For the sake of explanation, let's say that we have a cube that has a length of 1m and a texel density of 1 cm. This means that 1 cm is 1 pixel of the texture. If we were to cast a shadow on this object and bake the scene, the shadow would look super jagged up close. By increasing the texel density, you can increase how many pixels a texel gets. If 1 cm gets 10 pixels, the shadow will look much better as more pixels are used in the texture. If you want to learn more about texel density, Leonardo Lezzi has a great infographic that explains it very well.

My Lightbakes look strange!

Using realistic values sounds like common sense, but many times I find people using wild values without realizing it. The most common mistake is cranking the light’s range to increase its brightness. This will very quickly provide undesired results. Set your range slightly further than the furthest surface that needs to be affected, and then increase the intensity to achieve desired brightness.

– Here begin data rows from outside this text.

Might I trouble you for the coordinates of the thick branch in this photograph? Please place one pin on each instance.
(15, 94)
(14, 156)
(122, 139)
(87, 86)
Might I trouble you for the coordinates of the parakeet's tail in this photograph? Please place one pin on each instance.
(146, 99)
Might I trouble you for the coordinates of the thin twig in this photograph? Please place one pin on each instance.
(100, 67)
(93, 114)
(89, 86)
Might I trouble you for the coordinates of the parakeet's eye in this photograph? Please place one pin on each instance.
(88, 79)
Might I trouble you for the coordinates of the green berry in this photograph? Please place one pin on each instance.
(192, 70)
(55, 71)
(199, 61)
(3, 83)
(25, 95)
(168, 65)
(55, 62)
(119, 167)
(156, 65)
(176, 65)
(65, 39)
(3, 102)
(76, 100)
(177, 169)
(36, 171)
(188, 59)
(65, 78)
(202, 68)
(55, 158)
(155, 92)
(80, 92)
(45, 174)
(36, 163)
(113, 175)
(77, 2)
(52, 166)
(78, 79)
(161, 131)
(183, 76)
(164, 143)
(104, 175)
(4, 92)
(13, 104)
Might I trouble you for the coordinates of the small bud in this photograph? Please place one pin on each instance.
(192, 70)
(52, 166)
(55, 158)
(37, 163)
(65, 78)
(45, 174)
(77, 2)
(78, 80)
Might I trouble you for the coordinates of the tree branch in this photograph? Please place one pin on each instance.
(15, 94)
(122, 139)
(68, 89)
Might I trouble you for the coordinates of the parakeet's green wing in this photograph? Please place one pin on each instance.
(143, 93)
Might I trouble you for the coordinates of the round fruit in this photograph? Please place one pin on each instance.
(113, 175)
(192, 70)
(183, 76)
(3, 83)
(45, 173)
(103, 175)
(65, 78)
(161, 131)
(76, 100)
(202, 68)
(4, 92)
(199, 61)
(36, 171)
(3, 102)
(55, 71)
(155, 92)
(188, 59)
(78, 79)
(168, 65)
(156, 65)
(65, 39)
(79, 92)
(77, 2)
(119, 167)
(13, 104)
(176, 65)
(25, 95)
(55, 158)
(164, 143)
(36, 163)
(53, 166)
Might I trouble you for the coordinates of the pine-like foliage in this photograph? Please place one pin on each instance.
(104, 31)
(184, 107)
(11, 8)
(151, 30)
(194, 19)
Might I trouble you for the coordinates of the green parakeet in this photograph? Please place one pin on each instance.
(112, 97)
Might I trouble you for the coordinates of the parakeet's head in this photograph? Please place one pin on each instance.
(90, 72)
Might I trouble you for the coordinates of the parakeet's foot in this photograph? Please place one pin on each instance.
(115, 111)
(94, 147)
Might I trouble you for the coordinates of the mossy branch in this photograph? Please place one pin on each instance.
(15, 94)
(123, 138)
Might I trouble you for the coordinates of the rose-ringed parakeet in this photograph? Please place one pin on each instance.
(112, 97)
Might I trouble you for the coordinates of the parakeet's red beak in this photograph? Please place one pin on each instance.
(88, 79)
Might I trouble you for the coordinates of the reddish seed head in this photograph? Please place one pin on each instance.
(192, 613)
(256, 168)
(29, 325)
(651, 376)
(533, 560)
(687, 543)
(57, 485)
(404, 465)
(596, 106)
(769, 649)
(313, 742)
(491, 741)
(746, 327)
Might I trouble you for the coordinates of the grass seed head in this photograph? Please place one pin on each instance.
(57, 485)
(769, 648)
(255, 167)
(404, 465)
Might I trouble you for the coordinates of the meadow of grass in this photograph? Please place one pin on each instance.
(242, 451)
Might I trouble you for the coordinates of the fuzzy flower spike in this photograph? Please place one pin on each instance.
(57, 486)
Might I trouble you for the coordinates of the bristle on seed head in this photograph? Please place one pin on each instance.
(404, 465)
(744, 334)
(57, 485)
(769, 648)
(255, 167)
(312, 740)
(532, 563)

It’s really easy to accidentally turn up the range instead because at first it appears to do the same thing.

If you’ve got some strange highlights in places you think they shouldn’t be, it's probably a light leak caused by your geometry. To accurately calculate how light should be blocked, an object needs normals that are visible to the intended light source. So for example, a one sided plane won’t block light coming through its back side. Or if your environment is just an inverted cube, light will leak through the edges as the engine attempts to figure out what to do. I like to solve this by extruding the geometry at least a few inches so the light has something to work with. There are many cases, including Unity’s HDRP example scene where it's easiest to have a large box around the environment geometry. If it’s closed off, the player/user will never see it. Shadow boxes are a very common solution.

Last but not least, be careful using more than one directional light. Directional lights are infinite light sources, and so shadows will behave strangely when you’ve got two directional lights in opposite directions. If your goal is to have weird, non realistic lighting, go nuts (not too nuts. There’s a limit in the engine for a reason). If you’re throwing in another directional light because the back side of a building is too dark, look into adjusting the ambient light, or shadow color within your scene/level. Alternatively you can change the light's bounce intensity.